Sen. Steve Huffman, a Republican, asked the question during a hearing on Tuesday on whether to declare racism a public health crisis in the state.
Angela Dawson, the head of the Ohio Commission on Minority Health, was testifying to senators and answering queries. She was initially asked why she thinks COVID-19, the new disease caused by the CCP (Chinese Communist Party) virus, appears to be affecting African-Americans more than other groups. She responded that previous health statistics indicate blacks die more from preventable diseases like diabetes.
“When we do not address the disparities that exist before a pandemic, when the pandemic comes and the vulnerable population is those with disparities, it will naturally move and impact those with higher disparities and health issues than those that don’t,” she said.
Patients with underlying health conditions are more likely to experience severe cases of COVID-19.
“I understand African Americans have a higher incident of chronic conditions and that makes them more susceptible to death from COVID,” Huffman told Dawson.
“But why does it not make them more susceptible to just get COVID? Could it just be that African Americans or the colored population do not wash their hands as well as other groups? Or wear a mask? Or do not socially distance themselves? Could that be the explanation for the higher incidence?”
Dawson answered: “That is not the opinion of leading medical experts in this country,” including researchers with the Centers for Disease Control and Prevention.
“This is not a scenario where we have data where populations are not washing their hands,” she added later, also saying: “Do all populations need to wash their hands? Absolutely, sir. But that is not where you are going to find the variance and the rationale for why these populations are more vulnerable.”

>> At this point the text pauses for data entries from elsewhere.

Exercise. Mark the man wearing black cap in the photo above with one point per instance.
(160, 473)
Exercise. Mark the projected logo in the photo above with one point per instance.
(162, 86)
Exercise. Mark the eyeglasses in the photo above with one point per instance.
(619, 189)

Huffman was fired from his job as an emergency room doctor, his employer, TeamHealth, said Thursday.
“Dr. Huffman’s comments are wholly inconsistent with our values and commitment to creating a tolerant and diverse workplace,” a spokesperson said in a statement to news outlets.
The firing came after Ohio Legislative Black Caucus decried the use of the word “colored” and said Huffman promoted “the unfounded idea that ‘Black people are dirty.'” State Rep. Stephanie Howse, a Democrat who presides over the caucus, called on Huffman to undergo racial equity and implicit bias training.
The ACLU’s Ohio chapter called on Huffman to resign and state Rep. Tavia Galonski, a Democrat, called on people to vote Huffman out of office in November.
In a statement sent to news outlets by his office, Huffman said: “Regrettably, I asked a question in an unintentionally awkward way that was perceived as hurtful and was exactly the opposite of what I meant.”
“I was trying to focus on why COVID-19 affects people of color at a higher rate since we really do not know all the reasons,” he added.
Huffman took to Facebook Thursday night to issue a longer statement, saying he didn’t have “malicious intent” in his use of “an insensitive and offensive term” but that he recognizes his choice of words “was unacceptable and hurtful.”
Apologizing for what he said, Huffman said he was reaching out to people he offended to seek their forgiveness.
“We all say something we regret and wish we could take back, and that’s certainly the case here for me. We need to be more careful about the words we use and the potential harm they can inflict, even when that’s not our intent,” he said.